Azzam Rumah Herbal

Menyingkap Informasi Herbal dan cara menanamnya

Artikel Kesehatan

Apakah Stres Membuat Anda Gemuk?

Sebagian dari kita, terutama yang bertubuh langsing, mungkin tak akan percaya, stres dapat membuat gemuk. Pada sebagian orang, saat stres justru tidak ingin makan. Tapi ada juga yang kebalikannya, makan banyak di saat stres. Dan ini ternyata bukan mengada-ada atau sekedar pembenaran untuk bisa makan banyak karena dasarnya memang senang makan.

 

Beberapa peneliti mengatakan, secara biologis kita mungkin cenderung menyukai makanan-makanan karbohidrat tinggi selama periode stres, dan berkemungkinan lebih besar menyimpan kalori ekstra sebagai lemak. Untungnya, kegemaran makan yang disebabkan stres dapat dicegah, begitu menurut para ahli. Kuncinya adalah memahami pengaruh stres terhadap pencernaan dan metabolisme. Lalu Anda dapat mengatur gaya hidup dan kebiasaan makan Anda pun mengikuti hal tersebut.

Hubungan stres dengan lemak

 

Ada 2 jenis stres yaitu stres yang cepat pergi dan stres yang kronik. Jenis yang pertama terjadi secara mendadak dan sesuai namanya, juga berlangsung singkat atau jangka pendek, misalnya saja saat terburu-buru takut ketinggalan kereta.
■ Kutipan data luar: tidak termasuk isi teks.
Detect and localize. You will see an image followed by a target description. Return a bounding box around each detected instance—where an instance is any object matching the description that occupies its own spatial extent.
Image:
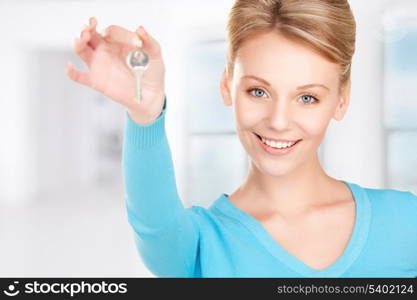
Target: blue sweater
[122,98,417,277]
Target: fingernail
[100,28,108,36]
[132,36,142,47]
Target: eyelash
[246,88,320,105]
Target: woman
[67,0,417,277]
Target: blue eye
[300,95,319,104]
[247,88,265,98]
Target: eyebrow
[242,75,330,91]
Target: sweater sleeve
[122,96,199,277]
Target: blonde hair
[227,0,356,86]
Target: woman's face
[221,32,350,176]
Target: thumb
[65,61,91,87]
[136,26,161,58]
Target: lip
[253,133,302,155]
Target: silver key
[126,49,149,103]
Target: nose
[269,99,292,131]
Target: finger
[104,25,139,47]
[136,26,161,58]
[73,31,93,64]
[89,17,103,50]
[65,61,92,87]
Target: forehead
[235,32,340,86]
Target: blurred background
[0,0,417,277]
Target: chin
[252,160,296,177]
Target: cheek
[234,100,263,129]
[298,110,330,142]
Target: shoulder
[360,182,417,212]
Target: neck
[231,155,343,216]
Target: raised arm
[122,98,199,277]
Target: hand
[66,17,165,122]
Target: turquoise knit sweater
[122,98,417,277]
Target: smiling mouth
[253,132,302,146]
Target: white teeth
[262,138,295,149]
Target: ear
[220,65,232,106]
[333,79,352,121]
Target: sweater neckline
[213,180,371,277]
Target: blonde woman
[67,0,417,277]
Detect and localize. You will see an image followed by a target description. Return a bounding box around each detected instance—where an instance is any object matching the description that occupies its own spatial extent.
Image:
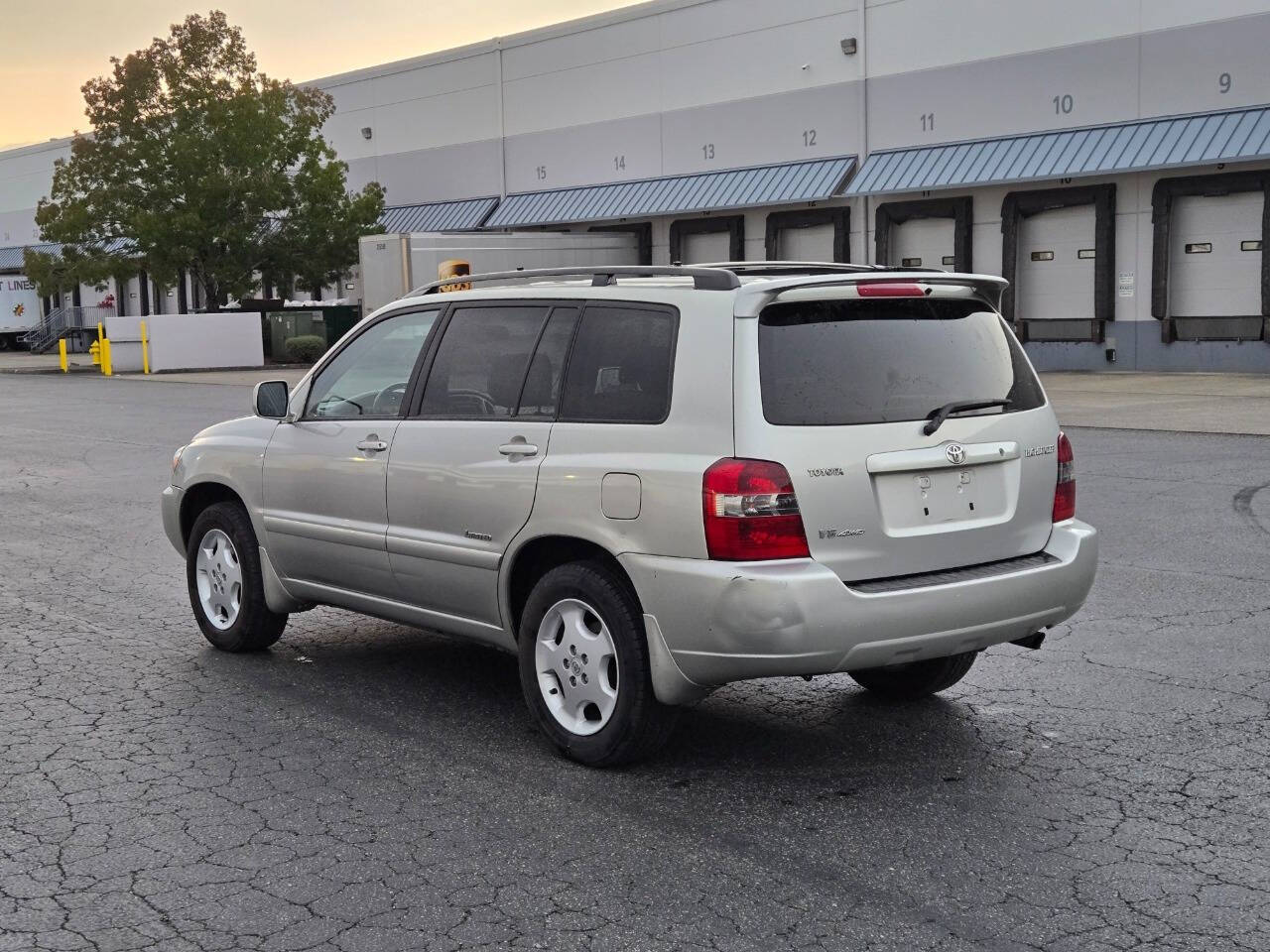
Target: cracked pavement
[0,376,1270,952]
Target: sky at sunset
[0,0,631,149]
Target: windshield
[758,298,1045,426]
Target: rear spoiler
[735,272,1010,317]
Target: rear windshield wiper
[922,400,1011,436]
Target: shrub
[282,334,326,363]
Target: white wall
[144,313,264,371]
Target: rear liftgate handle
[498,436,539,457]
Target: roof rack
[696,262,948,278]
[409,264,740,298]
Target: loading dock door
[684,231,731,264]
[1015,204,1096,327]
[776,222,833,262]
[880,218,956,271]
[1169,191,1265,325]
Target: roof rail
[698,262,872,278]
[698,262,948,278]
[408,264,740,298]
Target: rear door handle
[498,439,539,456]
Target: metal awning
[847,107,1270,195]
[380,198,498,231]
[485,155,856,228]
[0,244,63,272]
[0,239,132,272]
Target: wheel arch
[181,480,247,545]
[500,535,639,641]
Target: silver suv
[163,263,1097,766]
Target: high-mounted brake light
[856,281,926,298]
[1054,430,1076,522]
[701,458,809,561]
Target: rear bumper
[621,520,1097,701]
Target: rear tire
[186,503,287,653]
[847,652,978,701]
[520,562,679,767]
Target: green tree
[27,10,384,309]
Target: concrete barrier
[105,312,264,373]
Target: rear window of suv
[758,298,1045,426]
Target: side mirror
[251,380,287,420]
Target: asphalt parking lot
[0,376,1270,952]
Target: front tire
[847,652,978,701]
[520,562,679,767]
[186,503,287,653]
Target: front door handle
[498,436,539,456]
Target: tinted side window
[516,307,577,418]
[560,304,676,422]
[421,305,548,417]
[305,311,440,418]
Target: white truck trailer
[0,274,40,350]
[358,231,640,313]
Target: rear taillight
[1054,431,1076,522]
[701,459,809,561]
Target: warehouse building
[0,0,1270,371]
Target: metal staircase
[22,305,114,354]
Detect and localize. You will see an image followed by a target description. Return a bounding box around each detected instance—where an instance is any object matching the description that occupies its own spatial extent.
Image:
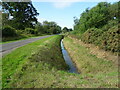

Stres kronik, sebaliknya, berlangsung lebih lama dan terjadi jika Anda bekerja di bidang pekerjaan yang mempunyai tekanan tinggi atau kehidupan keluarga yang banyak tuntutan kesibukan.

 

Pada dasarnya, kedua jenis stres ini mempunyai efek yang sama. Memicu tubuh mengeluarkan adrenaline dan cortisol. Adrenaline membuat denyut jantung berdetak lebih cepat dan tekanan darah meningkat. Juga menurunkan nafsu makan sehingga pikiran Anda tidak terganggu dengan makanan ketika mencoba bergegas mengejar jadwal keberangkatan kereta. Cortisol lalu mengirimkan sinyal pada otot-otot dan sel-sel lemak untuk melepaskan karbohidrat dan lemak untuk energi kilat.

 

Jika stres cepat berlalu, episode ini segera berakhir dan tubuh kita kembali ke kondisi normal dalam beberapa menit. Tetapi sesudah sekitar 1 jam, tubuh kita akan menginginkan makanan-makanan yang mengandung nutrien ini karena tubuh kita perlu mengembalikan cadangan yang dikeluarkan.

 

Makanan-makanan karbohidrat tinggi, lemak tinggi seperti cokelat, pastry, kue-kue jenis bakery, dan keripik kentang juga mempunyai manfaat psikologis. Makanan-makanan ini meningkatkan serotonin, sejenis zat kimia otak yang membuat kita merasa rileks, yang kita perlukan di saat memulihkan diri dari kejadian-kejadian yang membuat stres.

 

Makan berlebihan yang disebabkan stres yang cepat berlalu, sesuai namanya juga cepat berakhir. Tapi jika stres itu bersifat kronik, Anda akan terus memompakan cortisol dan Anda akan terus menerus ingin makan.

 

Pada saat bersamaan, Anda juga mulai memproduksi insulin, hormon yang menyimpan setiap kelebihan kalori dari karbohidrat dan lemak sebagai lemak.  Bahkan yang lebih buruk lagi, penambahan berat badan yang disebabkan stres kronis berkemungkinan lebih besar menumpuk di bagian perut.

 

Menurut seorang ahli, sel-sel lemak di dalam perut paling responsif dalam meningkatkan cortisol karena letaknya paling dekat dengan liver dimana kalori dimetaboliskan. Celakanya, perut adalah salah satu daerah yang paling berbahaya dari tubuh dalam hal penambahan berat badan. orang-orang dengan tubuh berbentuk apel berisiko lebih tinggi terhadap penyakit jantung, tekanan darah tinggi, stroke, diabetes dan kanker.